This website provides information on patients with variants in the SCN1A gene, including clinical data, molecular data, management and research options.
Pathogenic variants in SCN1A (which encodes the Nav1.1 voltage-gated sodium channel -subunit) cause several distinct disorders along an overlapping spectrum. The principal SCN1A-causative conditions are:
• Genetic Epilepsy with Febrile Seizures Plus (GEFS+): a familial epilepsy syndrome in which febrile seizures begin in infancy/early childhood and may persist beyond age 6, often accompanied by afebrile seizures.
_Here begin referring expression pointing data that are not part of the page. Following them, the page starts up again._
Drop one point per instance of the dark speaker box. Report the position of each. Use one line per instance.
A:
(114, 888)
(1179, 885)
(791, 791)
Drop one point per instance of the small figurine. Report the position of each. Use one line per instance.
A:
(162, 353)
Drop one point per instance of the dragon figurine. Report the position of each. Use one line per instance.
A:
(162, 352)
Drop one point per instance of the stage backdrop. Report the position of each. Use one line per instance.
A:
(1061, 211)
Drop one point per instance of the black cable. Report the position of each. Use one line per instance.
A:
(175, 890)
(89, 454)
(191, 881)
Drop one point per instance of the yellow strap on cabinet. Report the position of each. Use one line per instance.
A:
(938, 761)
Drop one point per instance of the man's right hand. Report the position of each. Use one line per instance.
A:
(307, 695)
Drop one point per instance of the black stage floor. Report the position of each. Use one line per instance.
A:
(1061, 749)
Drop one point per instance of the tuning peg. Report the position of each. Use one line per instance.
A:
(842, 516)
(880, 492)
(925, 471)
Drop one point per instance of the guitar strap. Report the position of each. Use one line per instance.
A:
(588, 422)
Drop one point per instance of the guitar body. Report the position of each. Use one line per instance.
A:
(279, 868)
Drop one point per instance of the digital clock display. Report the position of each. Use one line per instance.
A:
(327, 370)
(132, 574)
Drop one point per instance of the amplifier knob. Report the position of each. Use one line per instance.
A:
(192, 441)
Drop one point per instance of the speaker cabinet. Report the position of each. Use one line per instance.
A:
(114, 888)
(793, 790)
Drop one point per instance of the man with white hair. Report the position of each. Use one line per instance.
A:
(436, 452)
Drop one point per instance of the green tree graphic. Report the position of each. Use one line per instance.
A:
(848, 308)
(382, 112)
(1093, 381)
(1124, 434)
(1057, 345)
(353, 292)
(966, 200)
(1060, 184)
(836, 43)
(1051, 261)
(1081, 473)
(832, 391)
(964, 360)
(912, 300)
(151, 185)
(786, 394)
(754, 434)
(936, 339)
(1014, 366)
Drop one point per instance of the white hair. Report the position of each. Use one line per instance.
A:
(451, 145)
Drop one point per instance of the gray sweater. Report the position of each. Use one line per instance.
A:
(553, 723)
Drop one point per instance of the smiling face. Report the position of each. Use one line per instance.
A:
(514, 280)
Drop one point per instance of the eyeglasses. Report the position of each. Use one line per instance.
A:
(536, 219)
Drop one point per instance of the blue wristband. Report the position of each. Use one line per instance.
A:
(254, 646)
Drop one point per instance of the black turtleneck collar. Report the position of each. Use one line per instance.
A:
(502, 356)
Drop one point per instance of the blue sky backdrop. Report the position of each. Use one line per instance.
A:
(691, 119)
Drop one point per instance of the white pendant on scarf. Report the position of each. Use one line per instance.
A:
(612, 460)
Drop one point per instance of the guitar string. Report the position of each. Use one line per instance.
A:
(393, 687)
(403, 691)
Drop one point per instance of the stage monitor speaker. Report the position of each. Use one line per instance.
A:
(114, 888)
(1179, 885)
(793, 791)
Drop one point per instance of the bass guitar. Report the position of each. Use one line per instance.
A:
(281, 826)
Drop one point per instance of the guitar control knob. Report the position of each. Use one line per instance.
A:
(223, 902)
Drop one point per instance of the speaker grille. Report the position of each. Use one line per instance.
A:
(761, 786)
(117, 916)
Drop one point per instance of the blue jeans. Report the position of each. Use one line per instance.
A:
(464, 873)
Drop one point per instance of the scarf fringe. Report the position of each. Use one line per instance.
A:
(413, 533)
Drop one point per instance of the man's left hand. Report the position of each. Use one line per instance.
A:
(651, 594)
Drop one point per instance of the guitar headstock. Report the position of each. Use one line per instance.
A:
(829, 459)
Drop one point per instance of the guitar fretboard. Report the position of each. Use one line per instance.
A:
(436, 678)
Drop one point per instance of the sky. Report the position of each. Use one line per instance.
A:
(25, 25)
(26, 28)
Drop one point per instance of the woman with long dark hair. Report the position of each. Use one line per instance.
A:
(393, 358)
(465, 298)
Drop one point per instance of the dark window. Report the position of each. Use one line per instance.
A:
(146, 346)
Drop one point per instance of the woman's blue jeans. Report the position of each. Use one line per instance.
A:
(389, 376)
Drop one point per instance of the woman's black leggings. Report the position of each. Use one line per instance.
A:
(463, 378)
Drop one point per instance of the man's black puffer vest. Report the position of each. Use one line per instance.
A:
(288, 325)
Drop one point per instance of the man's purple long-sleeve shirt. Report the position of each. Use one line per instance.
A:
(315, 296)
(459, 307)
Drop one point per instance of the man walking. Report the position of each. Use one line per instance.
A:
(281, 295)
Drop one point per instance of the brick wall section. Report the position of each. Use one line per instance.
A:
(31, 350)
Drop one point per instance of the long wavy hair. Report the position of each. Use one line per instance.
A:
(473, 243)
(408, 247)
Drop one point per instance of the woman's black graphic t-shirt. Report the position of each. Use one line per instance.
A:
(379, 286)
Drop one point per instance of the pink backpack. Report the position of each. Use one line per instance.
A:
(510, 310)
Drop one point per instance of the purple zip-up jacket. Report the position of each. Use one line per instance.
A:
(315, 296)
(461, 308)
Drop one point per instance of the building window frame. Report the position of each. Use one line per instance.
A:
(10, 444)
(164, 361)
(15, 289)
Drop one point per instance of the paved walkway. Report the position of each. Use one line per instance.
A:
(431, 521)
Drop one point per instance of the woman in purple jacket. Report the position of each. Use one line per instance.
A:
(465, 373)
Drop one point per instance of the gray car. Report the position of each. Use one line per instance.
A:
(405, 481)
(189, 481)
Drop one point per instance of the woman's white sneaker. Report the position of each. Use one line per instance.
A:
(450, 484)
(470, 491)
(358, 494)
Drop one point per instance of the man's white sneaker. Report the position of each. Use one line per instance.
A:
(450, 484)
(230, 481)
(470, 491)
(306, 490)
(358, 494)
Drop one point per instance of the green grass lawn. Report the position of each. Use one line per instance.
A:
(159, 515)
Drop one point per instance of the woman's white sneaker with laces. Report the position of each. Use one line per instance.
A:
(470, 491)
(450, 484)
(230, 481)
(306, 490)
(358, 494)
• Dravet Syndrome (DS): an early-infancy, treatment-refractory developmental and epileptic encephalopathy with subsequent developmental slowing and regression
• Familial Hemiplegic Migraine Type 3 (FHM3): a migraine subtype with episodic aura and reversible hemiparesis; seizures occur in some families
• Developmental and Epileptic Encephalopathy 6B (DEE6B): a very-early-onset (<3 months) severe developmental and epileptic encephalopathy with refractory seizures, profound developmental impairment, and a hyperkinetic movement disorder.
Not all individuals with an SCN1A variant exhibit all features listed above; severity and expressivity can vary within patient populations and across families.
This website was created to share and collect information about clinic, management and research projects to gather more knowledge and provide better treatment of patients with variants in the SCN1A gene.